Orang-orang desa kalau mau ke kota, harus jalan kaki, karena pada masa itu belum ada transportasi umum seperti sekarang.
Mereka akan berangkat malam hari atau dini hari agar pagi hari bisa sampai di pasar untuk menjual hasil bumi atau hasil rumah tangganya.
Pada masa lalu setiap rumah selalu menyediakan kendi (tempat minum dari gerabah) di depan rumahnya, sehingga siapapun orang yang lewat dan kehausan dapat minum dari air kendi yang tersedia.
Orang-orang desa yang berjalan ini sering kali kalau haus akan minum dari air kendi yang disediakan di depan rumah orang. Mereka sejenak melepas lelah dengan minum air kendi itu. Itulah yang disebut dengan mampir ngombe.
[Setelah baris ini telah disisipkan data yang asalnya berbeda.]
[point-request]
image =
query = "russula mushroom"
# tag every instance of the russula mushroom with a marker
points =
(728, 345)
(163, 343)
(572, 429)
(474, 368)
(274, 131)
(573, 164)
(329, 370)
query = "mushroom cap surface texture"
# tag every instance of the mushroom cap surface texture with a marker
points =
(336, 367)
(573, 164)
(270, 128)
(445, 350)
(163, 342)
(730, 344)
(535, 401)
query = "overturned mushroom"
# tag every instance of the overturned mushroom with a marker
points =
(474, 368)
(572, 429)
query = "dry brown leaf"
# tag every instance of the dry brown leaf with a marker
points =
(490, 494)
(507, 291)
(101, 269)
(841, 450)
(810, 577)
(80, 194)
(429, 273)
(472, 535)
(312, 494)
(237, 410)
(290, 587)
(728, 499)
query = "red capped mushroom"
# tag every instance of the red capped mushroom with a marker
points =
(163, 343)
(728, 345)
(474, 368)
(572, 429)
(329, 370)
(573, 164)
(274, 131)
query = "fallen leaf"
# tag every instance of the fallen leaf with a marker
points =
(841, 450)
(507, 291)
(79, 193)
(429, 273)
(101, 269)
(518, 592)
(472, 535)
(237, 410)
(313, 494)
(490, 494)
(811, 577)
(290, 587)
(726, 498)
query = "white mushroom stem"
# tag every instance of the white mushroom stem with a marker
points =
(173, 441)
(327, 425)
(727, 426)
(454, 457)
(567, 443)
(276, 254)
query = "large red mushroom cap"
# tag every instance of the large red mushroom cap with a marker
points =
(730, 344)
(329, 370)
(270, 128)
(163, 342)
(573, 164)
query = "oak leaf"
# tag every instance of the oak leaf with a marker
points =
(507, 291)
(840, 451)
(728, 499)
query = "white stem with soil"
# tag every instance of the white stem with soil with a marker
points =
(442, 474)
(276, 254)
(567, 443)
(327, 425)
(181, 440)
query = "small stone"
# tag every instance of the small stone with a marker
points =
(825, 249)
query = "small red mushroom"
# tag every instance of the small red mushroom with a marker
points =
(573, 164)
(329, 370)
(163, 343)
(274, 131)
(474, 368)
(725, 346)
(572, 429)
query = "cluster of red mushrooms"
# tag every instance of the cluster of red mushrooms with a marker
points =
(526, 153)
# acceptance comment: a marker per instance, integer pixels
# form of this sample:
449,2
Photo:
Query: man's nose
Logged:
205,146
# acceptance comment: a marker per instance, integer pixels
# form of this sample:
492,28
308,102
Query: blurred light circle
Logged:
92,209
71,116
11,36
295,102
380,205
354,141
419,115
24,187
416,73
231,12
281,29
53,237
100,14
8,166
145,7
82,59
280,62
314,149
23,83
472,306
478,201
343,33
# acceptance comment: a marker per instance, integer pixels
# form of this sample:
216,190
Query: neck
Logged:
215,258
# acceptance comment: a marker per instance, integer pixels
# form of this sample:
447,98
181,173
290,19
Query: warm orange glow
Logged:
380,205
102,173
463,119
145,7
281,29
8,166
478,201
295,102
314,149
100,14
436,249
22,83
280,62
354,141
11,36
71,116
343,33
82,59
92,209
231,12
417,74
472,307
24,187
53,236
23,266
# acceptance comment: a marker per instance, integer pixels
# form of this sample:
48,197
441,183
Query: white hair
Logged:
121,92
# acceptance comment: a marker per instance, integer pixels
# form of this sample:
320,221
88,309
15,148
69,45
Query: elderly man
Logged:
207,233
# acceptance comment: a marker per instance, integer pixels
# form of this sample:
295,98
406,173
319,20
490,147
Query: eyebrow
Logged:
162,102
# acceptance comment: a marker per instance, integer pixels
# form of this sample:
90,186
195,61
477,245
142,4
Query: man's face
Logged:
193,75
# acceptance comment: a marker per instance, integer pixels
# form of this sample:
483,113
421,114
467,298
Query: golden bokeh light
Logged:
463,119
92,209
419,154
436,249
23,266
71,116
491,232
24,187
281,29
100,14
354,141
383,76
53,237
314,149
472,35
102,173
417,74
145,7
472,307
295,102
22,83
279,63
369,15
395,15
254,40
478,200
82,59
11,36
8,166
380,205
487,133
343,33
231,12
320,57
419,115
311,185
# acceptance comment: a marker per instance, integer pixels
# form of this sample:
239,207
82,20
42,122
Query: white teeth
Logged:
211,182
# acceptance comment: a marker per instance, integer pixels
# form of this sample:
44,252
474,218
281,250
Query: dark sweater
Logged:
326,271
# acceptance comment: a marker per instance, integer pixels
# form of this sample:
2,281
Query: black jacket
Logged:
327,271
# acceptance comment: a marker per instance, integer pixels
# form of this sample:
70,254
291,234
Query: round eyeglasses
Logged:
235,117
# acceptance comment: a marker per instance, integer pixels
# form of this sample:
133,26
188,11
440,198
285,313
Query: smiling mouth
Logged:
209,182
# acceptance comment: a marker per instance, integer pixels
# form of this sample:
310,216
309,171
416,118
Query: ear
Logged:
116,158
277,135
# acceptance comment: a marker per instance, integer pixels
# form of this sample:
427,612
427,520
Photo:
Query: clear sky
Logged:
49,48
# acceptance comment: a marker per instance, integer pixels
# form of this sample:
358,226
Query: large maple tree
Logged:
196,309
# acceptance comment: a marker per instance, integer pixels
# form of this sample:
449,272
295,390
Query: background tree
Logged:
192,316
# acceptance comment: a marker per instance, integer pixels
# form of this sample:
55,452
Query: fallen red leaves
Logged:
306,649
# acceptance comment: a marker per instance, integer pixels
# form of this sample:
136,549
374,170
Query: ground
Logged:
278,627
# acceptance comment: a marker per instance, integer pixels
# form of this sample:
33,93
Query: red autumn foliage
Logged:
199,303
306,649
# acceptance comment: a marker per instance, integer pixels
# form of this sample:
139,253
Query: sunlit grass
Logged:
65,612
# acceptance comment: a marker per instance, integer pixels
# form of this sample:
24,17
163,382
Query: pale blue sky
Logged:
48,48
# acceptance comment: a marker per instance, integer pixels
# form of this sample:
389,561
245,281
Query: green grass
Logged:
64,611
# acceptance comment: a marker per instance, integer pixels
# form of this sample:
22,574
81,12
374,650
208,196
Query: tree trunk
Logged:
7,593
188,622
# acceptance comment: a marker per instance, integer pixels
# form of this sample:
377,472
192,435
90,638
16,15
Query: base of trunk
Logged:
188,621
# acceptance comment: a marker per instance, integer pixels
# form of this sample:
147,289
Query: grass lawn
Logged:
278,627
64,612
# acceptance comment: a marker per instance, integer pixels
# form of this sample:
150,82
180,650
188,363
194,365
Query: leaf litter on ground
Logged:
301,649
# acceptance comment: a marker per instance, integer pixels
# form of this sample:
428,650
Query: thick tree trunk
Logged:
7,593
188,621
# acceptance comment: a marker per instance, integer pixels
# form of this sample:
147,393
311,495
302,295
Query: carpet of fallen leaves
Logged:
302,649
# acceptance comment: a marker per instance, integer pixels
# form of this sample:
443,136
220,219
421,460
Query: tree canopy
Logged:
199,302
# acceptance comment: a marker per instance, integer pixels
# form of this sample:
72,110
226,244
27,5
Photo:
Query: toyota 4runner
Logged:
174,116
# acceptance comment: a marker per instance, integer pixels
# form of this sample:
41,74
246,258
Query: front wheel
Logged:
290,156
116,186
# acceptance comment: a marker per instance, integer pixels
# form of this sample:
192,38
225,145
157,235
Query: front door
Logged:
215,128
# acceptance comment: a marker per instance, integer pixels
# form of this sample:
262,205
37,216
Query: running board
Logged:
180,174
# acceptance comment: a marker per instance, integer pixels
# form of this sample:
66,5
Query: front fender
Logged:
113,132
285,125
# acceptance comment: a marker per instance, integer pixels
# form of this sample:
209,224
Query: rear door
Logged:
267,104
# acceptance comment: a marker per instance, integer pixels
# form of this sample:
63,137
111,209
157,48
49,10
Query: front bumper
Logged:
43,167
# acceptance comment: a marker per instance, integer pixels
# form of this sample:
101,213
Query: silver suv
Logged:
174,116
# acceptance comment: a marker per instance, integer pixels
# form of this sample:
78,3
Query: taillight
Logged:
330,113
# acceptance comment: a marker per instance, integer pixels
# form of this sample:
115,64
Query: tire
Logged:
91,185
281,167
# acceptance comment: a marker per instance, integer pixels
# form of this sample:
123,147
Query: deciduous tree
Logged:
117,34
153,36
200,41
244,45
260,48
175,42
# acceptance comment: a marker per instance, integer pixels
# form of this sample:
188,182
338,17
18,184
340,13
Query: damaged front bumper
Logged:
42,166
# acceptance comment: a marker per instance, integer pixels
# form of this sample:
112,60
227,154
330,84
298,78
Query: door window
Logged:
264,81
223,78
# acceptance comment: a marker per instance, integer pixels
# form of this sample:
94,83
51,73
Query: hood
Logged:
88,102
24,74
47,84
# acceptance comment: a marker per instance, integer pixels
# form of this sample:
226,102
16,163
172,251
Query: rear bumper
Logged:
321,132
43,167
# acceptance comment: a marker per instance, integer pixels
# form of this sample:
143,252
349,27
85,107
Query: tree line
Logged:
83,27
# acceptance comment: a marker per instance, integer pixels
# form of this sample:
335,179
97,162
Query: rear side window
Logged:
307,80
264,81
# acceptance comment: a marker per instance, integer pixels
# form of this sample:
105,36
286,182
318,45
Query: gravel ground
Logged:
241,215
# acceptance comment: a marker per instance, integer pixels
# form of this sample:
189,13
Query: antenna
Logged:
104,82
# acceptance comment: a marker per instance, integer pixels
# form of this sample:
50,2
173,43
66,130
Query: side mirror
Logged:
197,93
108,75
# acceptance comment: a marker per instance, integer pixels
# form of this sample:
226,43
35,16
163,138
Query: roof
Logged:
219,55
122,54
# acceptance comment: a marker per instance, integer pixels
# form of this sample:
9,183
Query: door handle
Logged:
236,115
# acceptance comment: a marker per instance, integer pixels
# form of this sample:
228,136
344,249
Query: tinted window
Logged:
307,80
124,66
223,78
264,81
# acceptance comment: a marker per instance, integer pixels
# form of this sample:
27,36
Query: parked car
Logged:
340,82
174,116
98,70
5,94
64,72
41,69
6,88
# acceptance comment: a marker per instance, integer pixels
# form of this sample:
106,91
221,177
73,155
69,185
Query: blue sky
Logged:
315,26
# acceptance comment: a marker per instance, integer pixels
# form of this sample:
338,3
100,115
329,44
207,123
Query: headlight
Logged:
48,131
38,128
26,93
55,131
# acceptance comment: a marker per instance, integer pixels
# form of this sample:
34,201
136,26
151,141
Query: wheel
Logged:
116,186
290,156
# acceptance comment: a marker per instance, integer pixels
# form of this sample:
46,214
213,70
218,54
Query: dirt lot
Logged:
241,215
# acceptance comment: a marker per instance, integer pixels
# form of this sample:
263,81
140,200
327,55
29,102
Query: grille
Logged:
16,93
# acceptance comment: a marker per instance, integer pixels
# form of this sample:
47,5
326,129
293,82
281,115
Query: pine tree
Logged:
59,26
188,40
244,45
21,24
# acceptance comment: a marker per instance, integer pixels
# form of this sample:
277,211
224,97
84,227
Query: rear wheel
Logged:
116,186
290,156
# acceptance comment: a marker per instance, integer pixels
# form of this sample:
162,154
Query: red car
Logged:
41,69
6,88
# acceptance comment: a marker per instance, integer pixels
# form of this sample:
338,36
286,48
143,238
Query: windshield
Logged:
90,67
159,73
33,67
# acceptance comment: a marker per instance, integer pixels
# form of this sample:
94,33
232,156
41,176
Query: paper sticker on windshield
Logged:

Artinya hanya sebentar dan hanya secukupnya. Kalau kelamaan istirahat makan akan ketinggalan pasar, dan kalau kebanyakan minum sakit perut sehingga berat untuk berjalan akibatnya ketinggalan pasar.
Dengan ungkapan “Urip mung mampir ngombe” mau menegaskan bahwa hidup di dunia ini sifatnya sementara dan hidup di dunia ini bukan tujuan. Ada hidup yang kekal dan menjadi tujuan utama dari hidup ini.
Dengan demikian hidup di dunia ini hendaknya selalu diarahkan pada tujuan hidup yang kekal. Menjalani hidup dengan secukupnya jangan mengumbar hawa nafsu yang menyebabkan orang lupa dengan tujuan hidup dan akibatnya tidak sampai pada tujuan hidup itu sendiri.
Hidup di dunia jangan takut untuk prihatin (menderita) dan mengalami kesulitan, asal semua mengarah pada tujuan hidup. Semua penderitaan dan kesulitan itu tidak lama, tidak kekal.
Maka hal paling penting dalam menjalani peziarahan hidup di dunia ini adalah selalu “eling lan waspada” (selalu sadar/aware dan waspada) agar tidak berbelok dari arah tujuan hidup yang sebenarnya.
Kiranya ungkapan dalam bahasa Jawa di atas senada dengan Sabda Tuhan sejauh diwartakan Matius: “Hendaklah kamu siap siaga, sebab Anak Manusia datang pada saat yang tidak kalian duga.”
Persoalan besar adalah bagaimana aku selalu eling lan waspada dalam hidup yang “mung mampir ngombe” itu?